Reputation: 479
Is there a way to do a merge in pandas limiting the columns you want to see?
What I have:
df1
ID Col1 Col2 Col3 Col4
1 1 1 1 D
2 A C C 4
3 B B B d
4 X 2 3 6
df2
ID ColA ColB ColC ColD
1 1 1 1 D
2 A C X 4
3 B B Y d
What I want:
df_final
ID ColA ColB ColC ColD
1 NA NA NA NA
2 A C X 4
3 B B Y d
4 NA NA NA NA
I want to do a left join on two dataframes (keeping all IDs from df1) but I only want to keep the columns from df2. I also only want values if Col3 from df1 is either C or B.
The following works but the resulting df includes all columns from both dfs. I can add a third line to only see the columns I want but this is a simple example. In reality I have much larger datasets and its difficult to manually input all the column names I want to keep.

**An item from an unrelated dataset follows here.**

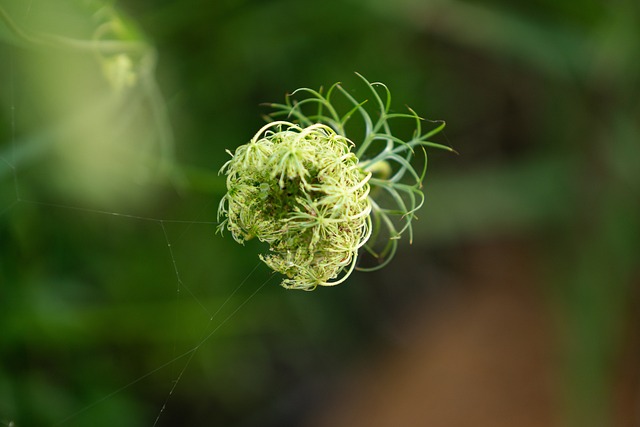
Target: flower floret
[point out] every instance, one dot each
(299, 190)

df=pd.merge(df1,df2,how='left',on='ID')
df_final=df[df['Col3'].isin['C','B']]
Equivalent SQL would be
create table df_final as
select b.*
from df1 a
left join df2 b
on a.ID=b.ID
where a.Col3 in ('C','B')
Upvotes: 3
Views: 5990
Reputation: 370
This should do the trick
df=pd.merge(df1[df1.Col3.isin(['C','B'])][['ID']], df2, how='left', on='ID')
Upvotes: 0
Reputation: 402263
Mask df1
with your isin
condition before the merge
:
df1.where(df1.Col3.isin(['C', 'B']))[['ID']].merge(df2, how='left', on='ID')
Or,
df1.mask(~df1.Col3.isin(['C', 'B']))[['ID']].merge(df2, how='left', on='ID')
ID ColA ColB ColC ColD
0 NaN NaN NaN NaN NaN
1 2 A C X 4
2 3 B B Y d
3 NaN NaN NaN NaN NaN
Upvotes: 3